Second-degree manslaughter is a felony in New York that has a penalty of two to twelve years' prison and up to a hundred thousand dollars in fines, which includes a prison sentence of one year to four years in prison or in confinement in a state penitentiary or the county prison for a term not exceeding one year and a fine of not more than one thousand dollars. The penalties do not include a prison sentence if the defendant is found guilty after trial and is found guilty of an aggravated or murder charge. Second-degree manslaughter is generally not a lesser included offense of first degree manslaughter.
Second-degree manslaughter in New York is the killing of another person without justifiable cause, such as the use of excessive force, negligence, recklessness, excessive intoxication or mental illness. This means that this charge can also be applied if there was gross negligence on the part of the prosecution. The defense may argue that the prosecutor did not prove the accused was the victim of recklessness or had a mental illness when he/she committed the crime, but this defense is often difficult to defend, especially if the evidence shows that the accused was acting under the influence of drugs or alcohol at the time of the crime.
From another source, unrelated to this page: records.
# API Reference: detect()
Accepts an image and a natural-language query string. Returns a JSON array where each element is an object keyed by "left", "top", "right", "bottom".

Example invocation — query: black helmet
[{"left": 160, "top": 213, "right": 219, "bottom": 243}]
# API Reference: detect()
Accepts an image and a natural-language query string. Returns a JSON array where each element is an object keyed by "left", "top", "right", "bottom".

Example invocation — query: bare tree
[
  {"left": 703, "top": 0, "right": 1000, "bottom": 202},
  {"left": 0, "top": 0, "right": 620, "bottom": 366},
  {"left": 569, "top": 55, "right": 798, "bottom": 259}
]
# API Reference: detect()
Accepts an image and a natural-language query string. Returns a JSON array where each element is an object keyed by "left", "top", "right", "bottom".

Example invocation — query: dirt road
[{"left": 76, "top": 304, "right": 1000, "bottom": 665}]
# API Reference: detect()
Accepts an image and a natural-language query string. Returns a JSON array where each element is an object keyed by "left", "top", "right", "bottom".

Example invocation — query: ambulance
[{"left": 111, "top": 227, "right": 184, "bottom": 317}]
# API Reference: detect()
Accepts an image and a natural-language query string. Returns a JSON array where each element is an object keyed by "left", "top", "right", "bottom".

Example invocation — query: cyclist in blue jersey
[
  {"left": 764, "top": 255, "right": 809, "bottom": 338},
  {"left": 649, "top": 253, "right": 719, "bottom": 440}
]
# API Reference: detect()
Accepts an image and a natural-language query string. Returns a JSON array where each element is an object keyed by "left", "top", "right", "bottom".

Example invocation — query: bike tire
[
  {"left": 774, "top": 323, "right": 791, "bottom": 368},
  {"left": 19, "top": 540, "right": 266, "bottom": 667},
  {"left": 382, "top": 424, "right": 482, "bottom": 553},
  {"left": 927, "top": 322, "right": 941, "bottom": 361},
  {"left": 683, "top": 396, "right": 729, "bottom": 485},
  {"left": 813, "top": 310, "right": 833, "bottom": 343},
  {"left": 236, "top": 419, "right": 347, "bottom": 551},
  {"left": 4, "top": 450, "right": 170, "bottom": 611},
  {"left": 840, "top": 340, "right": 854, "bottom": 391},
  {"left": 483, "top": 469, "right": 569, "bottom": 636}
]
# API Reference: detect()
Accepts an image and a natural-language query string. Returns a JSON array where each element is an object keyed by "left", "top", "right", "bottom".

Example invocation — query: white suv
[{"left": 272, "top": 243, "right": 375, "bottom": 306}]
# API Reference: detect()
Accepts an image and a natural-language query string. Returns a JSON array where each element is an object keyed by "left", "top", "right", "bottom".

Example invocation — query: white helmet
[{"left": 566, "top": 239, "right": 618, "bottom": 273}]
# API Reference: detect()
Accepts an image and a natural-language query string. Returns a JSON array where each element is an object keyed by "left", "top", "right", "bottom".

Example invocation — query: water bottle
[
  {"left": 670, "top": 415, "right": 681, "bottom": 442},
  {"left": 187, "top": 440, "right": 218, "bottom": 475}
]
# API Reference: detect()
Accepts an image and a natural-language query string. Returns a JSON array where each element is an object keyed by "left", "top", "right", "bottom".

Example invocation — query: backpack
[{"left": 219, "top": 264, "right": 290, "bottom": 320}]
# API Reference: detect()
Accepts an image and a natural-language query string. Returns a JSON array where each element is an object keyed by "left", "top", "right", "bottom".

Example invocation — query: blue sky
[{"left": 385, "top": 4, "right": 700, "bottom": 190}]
Murder is generally charged as a misdemeanor, which includes a maximum sentence of a year or less in prison, and fines not exceeding one thousand dollars. Murder is a felony, which involves a sentence of one year to fifteen years in prison, a fine of two to twenty-five thousand dollars, or both. In addition, this felony is considered the most serious of the other felonies and carries with it a maximum prison term of fifteen years and a maximum fine of fifteen thousand dollars. Felony charges are tried before a jury, and a conviction requires the unanimous consent of the jury, which means that the prosecution must prove guilt beyond a reasonable doubt.
Second-degree manslaughter is a serious crime, and it is extremely important that a defendant understand the possible consequences of his/her actions. A defendant who pleads guilty to second degree manslaughter will have his/her conviction on his/her record and will not be able to take advantage of any sort of leniency. The prosecutor has the right to question the defendant during the trial, including the defendant's criminal history. During a pre-trial hearing, the defendant may also be asked about his/her family background, employment, whether he/she has ever served jail time, and any previous arrests.
Although second degree manslaughter has a penalty of up to two years in prison and a fine of a maximum of twenty-five thousand dollars, many people face a . . . . . . lower fine because of the nature of the crime. Most convictions of second degree manslaughter require that the defendant perform community service for a certain period of time. The defendant may also have to pay for medical expenses and rehabilitation, if the defendant has been convicted of a felony.
Manslaughter charges are very serious and should be taken seriously. It is important that a defendant understands the possible consequences of his/her actions, as well as the penalties associated with them. If you suspect that you or a loved one may have been the victim of manslaughter, you should contact an experienced criminal defense attorney.